LAKOTA LINGUISTIC TEXT CORPORA
Ella C. Deloria (1889-1971), a member of the Yankton Sioux tribe, was brought up in South Dakota on the Standing Rock Reservation. A native speaker of Lakota, she received her Bachelor of Science degree from Columbia Teachers' College in 1915. While in New York she met the anthropologist Franz Boas and served as a consultant on the Lakota language in Boas's class on field linguistics. After graduating she worked in the field of American Indian education. In 1927 she began linguistic and ethnological work on Lakota under Boas's supervision. From 1928 through 1938 Deloria devoted most of her time to documenting Lakota language and culture. One outcome of that work was Dakota Grammar (Boas and Deloria 1941), now a classic in American Indian linguistics. Another important product was a collection of some 117 Lakota language texts that Deloria wrote down, with word-for-word and free translations. She published 63 of them (Dakota Texts, 1932); the remainder, more than half of the collection, remain unpublished and are archived with the Boas Collection in the Library of the American Philosophical Society (APS), Philadelphia.

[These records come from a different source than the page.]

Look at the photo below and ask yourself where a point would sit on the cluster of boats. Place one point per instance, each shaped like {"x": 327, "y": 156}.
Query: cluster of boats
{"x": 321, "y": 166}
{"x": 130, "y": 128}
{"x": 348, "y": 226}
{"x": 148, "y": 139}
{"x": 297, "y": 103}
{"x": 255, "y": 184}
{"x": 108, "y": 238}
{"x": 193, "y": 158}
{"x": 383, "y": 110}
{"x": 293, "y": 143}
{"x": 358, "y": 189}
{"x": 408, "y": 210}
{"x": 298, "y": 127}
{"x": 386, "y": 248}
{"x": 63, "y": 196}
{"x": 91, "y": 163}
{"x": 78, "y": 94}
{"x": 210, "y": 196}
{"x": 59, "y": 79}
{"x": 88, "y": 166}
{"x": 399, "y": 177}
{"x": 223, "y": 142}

From 1999 to 2002 the National Endowment for the Humanities funded the "Lakota Texts" project with a grant to Raymond J. DeMallie and colleagues at the American Indian Studies Research Institute (now Institute for Indigenous Knowledge), Indiana University (Collaborative Research grant number RZ-20438-99). The project sought to transcribe, translate, and annotate historical Lakota texts. Dr. Douglas R. Parks provided overall linguistic direction to the project. Dr. Paul Kroeber worked on linguistic annotation. Dr. Wallace Hooper provided the software applications and oversaw computer work.
The unpublished texts of Ella Deloria were the major focus of the grant. The entire collection was transcribed in ATP (Annotated Text Processor), a utility designed by Dr. Hooper. Dr. Kroeber provided word and morpheme glosses. This body of texts makes available to scholars at large a vast store of linguistic, historical, and cultural information. A representative sample of these texts, including each of the major textual genres, is presented on this website. They amount to approximately 350 pages, in .pdf format.
List of Texts
- Geo. Schmidt’s Vision Experience (pdf file)
- The Buffalo People (pdf file)
- Walega-Hoksila (pdf file)
- An old-time custom, at meals (pdf file)
- A typical "kidding" between brothers-in-law (pdf file)
- Origin of the name "Oglala" (pdf file)
- Speech at a Thanksgiving Feast (pdf file)
Additional Information
We are grateful to NEH for supporting the project and to Indiana University, whose research office (now IU Research) provided additional monetary and infrastructural support.